The multiple disciplines included in the family of forensic sciences are all changing, some more quickly than others. For the Pathology/Biology Section, one only needs to look at examples such as postmortem radiographic imaging, DNA technology, postmortem genetic testing, and even the manner in which our trainees learn their trade. Also affecting our practices are changes occurring in collegial disciplines such as toxicology, anthropology, and trace evidence analysis. Those areas continue to evolve, with some older, tried-and-true methodologies becoming obsolete and cast aside in favor of newer, more precise analytical procedures.
As scientists, we can choose to fight the transformation or, as President Weedn has encouraged, embrace it. That is much easier said than done in many instances. Embracing change requires an open mind and a willingness to accept that some long-held beliefs that may have been very useful approaches in the past may be partially or entirely flawed. It is an uncomfortable feeling to realize that dogmatic statements in our field may have minimal or no scientific basis.
One of the best examples I can recall of an open mind disproving a long-held theory in forensic pathology was passed along to me by a Fellow of our section, Steve Campman. Steve is presently a medical examiner for San Diego County. When I was a fellow in forensic pathology, Dr. Campman was a staff forensic pathologist for the military. There was a long-held belief that if you saw certain injury patterns on the hands and feet of victims of an aircraft mishap, you could not only differentiate between the crew and the passengers, but you could even tell which pilot was in control of the aircraft at the time of impact. This theory, known as the principle of control surface injuries, was deemed somewhat infallible among forensic pathologists, flight surgeons, and aircraft mishap investigators.
Steve, who did not buy entirely into the theory, decided to take a critical look at control surface injuries. Perhaps he was guided by advice offered by Carl Sagan who wrote, “Once you are open to questioning time-honored rituals and practices, you find that one question leads to another.” After a detailed review of the autopsy reports and photographs from scores of military aircraft mishaps, Dr. Campman proved that the presence or absence of control surface injuries has about the same predictive value as a coin toss. I am still asked about control surface injuries every so often and my response is to cite the study that challenged the status quo by taking a critical look at the data with an open mind.

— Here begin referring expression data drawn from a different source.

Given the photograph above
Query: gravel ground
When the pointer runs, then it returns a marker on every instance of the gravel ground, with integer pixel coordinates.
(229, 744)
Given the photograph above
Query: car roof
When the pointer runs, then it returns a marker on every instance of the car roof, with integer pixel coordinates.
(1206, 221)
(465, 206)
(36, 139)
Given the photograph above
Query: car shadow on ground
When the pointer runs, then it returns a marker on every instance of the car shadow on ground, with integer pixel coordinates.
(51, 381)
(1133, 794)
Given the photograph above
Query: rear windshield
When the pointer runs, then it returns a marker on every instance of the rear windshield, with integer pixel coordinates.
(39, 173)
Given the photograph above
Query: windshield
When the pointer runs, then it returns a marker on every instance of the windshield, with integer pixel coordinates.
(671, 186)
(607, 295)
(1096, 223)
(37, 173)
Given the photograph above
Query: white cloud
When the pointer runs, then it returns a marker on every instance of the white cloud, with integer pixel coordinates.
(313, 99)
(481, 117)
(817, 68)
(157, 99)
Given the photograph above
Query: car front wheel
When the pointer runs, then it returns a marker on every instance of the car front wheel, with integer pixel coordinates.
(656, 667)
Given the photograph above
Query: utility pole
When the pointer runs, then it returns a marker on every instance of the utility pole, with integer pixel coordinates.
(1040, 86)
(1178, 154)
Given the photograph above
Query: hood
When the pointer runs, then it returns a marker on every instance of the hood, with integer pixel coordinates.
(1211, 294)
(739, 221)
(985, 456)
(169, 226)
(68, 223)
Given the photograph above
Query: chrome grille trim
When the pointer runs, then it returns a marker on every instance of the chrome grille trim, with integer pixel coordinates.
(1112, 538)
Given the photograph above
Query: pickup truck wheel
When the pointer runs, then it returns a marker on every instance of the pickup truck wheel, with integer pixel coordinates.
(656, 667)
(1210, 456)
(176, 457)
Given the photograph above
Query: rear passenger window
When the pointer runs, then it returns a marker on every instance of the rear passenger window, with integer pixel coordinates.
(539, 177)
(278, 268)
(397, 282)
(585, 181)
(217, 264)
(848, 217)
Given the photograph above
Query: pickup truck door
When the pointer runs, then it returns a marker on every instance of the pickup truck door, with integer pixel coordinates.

I suspect there are several other beliefs and convictions in our field that may not stand up to the scrutiny of a well-designed research endeavor. Then there are those areas where much more insight and research are sorely needed. Unexplained infant deaths, abusive head trauma in children, sudden deaths associated with seizure disorders, and the phenomenon of excited delirium come to mind to make up a short list.
By the time you are reading this, the August 1 abstract submission deadline for the 2016 Annual Scientific Meeting will be only weeks away. Perhaps you are working on a presentation of your research that will result in a change in the approach to an important area of the forensic disciplines. I hope that is the case and I encourage you to share it with the rest of us in February. And in this situation, we will have to make an exception to one long-held policy. What happens in Las Vegas need not stay in Las Vegas! Section Chair Kathy Haden-Pinneri and I look forward to seeing you in Las Vegas and this year’s program chair, Joyce deJong, is awaiting your abstract submission. Don’t be late!
The way forward is to embrace change and be a part of the transformation or risk becoming a dinosaur.